2013 Honda Civic Hybrid Reviews
The 2013 Honda Civic hybrid may not be fast, but its lightningstrike development certainly was. After a completely redesigned Civic line debuted for 2012 to disappointment, Honda pushed a fast update down the pike. The fruit of its own hurried job has now ripened, and impressively, the shotgun repair repaired many of the shortcomings, at least in the normal Civic sedan. Now we have run the revised hybrid version through our testing to-see how it was impacted by the accelerated relaunch.
Smile, It is a Hybrid!
And talking about altering looks, like other Civics, the hybrid inherits a couple of upturned chrome accents for the lower and grille intake, which impart a less droopy, depressed - looking countenance.
Behind the revised look are somewhat beefier springs, thicker anti roll bars, and a stiffer frontend construction---all of which produce subjectively better management and body control over last year's auto. Due to a quicker ratio and reduced friction within the stand, the electric power-steering is more precise, also. The hybrid version, however, rides on fuel economy-optimized Bridgestone Ecopia tires, their tough, narrow building limiting lateral grip to 0.77 grams on the skidpad. The low rolling-resistance Ecopias also brought to an abysmal 196 foot stop from 70 miles per hour to 0. Therefore despite the fact that the 2013 auto feels more tied down and reactive, lateral grip and stopping operation are unchanged from the 2012's.
Keep Calm and Impede Your Expectations
As mentioned, the Civic hybrid's main mission would be to preserve fossil fuel. When the battery power is depleted functionality still trails off drastically. Despite our lead footed driving style, we did manage 38 mpg---about 15% unsure of the 44mpg EPA joined amount and, truthfully, this hybrid's most-significant performance metric.
Because you'll have loads of time-to soak within the Civic's inner sanctum while attempting to match other slow-laners, it is a great thing it has been enhanced. The dash layout is a tad more classic, and there are actually better materials too as a cushioned vinyl dashboard and upper door trim.

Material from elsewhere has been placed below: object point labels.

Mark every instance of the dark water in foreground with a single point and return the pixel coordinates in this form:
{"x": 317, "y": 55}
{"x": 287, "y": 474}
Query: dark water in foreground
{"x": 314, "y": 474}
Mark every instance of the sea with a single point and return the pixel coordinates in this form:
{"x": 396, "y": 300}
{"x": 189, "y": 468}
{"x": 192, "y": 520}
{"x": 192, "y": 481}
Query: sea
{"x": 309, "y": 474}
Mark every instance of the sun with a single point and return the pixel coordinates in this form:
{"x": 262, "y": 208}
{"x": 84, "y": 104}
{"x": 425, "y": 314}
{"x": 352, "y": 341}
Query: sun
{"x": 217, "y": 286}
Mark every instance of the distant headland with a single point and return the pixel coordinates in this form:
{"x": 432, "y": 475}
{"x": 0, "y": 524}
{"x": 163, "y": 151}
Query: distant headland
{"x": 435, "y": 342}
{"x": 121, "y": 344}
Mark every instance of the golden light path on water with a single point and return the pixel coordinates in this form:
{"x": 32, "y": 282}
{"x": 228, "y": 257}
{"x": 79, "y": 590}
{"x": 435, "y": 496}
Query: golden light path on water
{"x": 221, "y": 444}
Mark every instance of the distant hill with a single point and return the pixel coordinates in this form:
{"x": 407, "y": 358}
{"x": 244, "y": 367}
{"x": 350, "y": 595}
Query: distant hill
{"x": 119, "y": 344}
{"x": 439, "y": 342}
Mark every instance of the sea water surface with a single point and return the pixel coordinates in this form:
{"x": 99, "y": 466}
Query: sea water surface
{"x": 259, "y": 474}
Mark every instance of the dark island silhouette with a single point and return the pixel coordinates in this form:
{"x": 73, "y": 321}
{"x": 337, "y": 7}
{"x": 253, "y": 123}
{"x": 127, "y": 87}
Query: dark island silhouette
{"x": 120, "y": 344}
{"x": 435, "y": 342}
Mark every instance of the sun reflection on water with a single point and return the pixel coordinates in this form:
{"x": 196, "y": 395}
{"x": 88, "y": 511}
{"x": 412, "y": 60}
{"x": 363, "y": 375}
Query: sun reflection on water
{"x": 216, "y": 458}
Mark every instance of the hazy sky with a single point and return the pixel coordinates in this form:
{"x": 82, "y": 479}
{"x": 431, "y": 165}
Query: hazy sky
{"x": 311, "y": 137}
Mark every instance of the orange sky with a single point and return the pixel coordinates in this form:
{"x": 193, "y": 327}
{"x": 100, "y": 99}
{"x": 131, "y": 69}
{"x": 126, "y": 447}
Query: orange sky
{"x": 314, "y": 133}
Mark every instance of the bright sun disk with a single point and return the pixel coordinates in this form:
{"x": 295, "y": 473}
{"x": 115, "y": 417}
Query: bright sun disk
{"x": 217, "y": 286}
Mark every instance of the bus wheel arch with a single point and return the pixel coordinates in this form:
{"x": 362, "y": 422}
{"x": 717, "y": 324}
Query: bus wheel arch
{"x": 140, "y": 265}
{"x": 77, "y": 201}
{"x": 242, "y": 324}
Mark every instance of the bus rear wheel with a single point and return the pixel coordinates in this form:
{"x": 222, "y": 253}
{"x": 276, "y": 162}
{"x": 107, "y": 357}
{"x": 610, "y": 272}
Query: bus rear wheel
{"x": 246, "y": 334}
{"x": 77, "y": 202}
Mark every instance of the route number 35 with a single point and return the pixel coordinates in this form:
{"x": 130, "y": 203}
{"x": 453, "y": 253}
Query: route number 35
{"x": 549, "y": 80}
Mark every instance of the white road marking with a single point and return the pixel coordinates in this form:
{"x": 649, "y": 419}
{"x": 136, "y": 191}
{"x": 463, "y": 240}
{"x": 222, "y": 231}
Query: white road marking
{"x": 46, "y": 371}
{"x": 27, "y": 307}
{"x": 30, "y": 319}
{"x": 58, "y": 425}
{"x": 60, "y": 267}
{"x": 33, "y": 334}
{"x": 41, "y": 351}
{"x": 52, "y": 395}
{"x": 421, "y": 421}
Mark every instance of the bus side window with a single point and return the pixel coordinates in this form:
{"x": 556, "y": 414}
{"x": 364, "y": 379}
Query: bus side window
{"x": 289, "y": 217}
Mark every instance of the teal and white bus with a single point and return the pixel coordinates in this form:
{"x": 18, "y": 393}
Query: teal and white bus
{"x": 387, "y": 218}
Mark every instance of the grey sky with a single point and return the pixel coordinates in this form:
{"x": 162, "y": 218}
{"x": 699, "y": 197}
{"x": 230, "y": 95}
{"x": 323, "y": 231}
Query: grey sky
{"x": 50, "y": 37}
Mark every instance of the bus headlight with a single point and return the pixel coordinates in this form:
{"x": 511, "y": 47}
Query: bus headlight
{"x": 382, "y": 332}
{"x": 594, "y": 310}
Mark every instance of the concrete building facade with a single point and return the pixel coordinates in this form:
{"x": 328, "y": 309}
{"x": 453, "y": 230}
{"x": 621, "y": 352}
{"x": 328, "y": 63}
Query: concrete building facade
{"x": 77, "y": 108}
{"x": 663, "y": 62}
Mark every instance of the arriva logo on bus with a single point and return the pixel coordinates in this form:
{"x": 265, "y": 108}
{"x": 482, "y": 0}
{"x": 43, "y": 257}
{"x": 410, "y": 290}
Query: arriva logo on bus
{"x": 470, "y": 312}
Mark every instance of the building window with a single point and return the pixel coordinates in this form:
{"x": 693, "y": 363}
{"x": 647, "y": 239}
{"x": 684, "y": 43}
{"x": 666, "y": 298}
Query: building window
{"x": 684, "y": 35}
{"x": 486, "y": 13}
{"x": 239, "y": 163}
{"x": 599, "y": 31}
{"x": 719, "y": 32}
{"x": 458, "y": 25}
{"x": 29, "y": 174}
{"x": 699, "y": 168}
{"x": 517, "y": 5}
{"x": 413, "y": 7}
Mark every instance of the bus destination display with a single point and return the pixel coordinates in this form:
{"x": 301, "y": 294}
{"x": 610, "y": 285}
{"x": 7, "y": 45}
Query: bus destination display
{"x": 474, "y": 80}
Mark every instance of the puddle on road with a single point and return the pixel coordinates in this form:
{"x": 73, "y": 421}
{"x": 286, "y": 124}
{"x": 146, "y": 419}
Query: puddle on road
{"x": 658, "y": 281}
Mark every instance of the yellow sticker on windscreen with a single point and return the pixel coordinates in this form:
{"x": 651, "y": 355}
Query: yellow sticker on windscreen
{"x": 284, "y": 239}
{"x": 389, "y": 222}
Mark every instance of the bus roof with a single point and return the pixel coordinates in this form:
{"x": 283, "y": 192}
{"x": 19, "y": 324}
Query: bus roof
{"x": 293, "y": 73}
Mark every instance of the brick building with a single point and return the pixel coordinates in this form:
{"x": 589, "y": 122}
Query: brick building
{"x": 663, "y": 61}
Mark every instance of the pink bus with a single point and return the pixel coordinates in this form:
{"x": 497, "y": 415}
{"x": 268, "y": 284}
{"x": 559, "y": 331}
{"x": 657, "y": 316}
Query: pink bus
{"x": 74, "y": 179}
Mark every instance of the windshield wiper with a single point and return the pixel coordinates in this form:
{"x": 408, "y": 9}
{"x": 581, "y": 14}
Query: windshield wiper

Even with the multiple upgrades and developments, the hybrid's cost inflates by a few hundred dollars, and command opens at $25,150.
Were it our cash, we had still take a look at nonhybrid, C-section offerings such as the Ford Focus, Chevrolet Cruze, and Honda's own Civic HF. Besides being effective at returning mid 30-mpg fuel efficiency for less money, they are faster and more enjoyable to drive.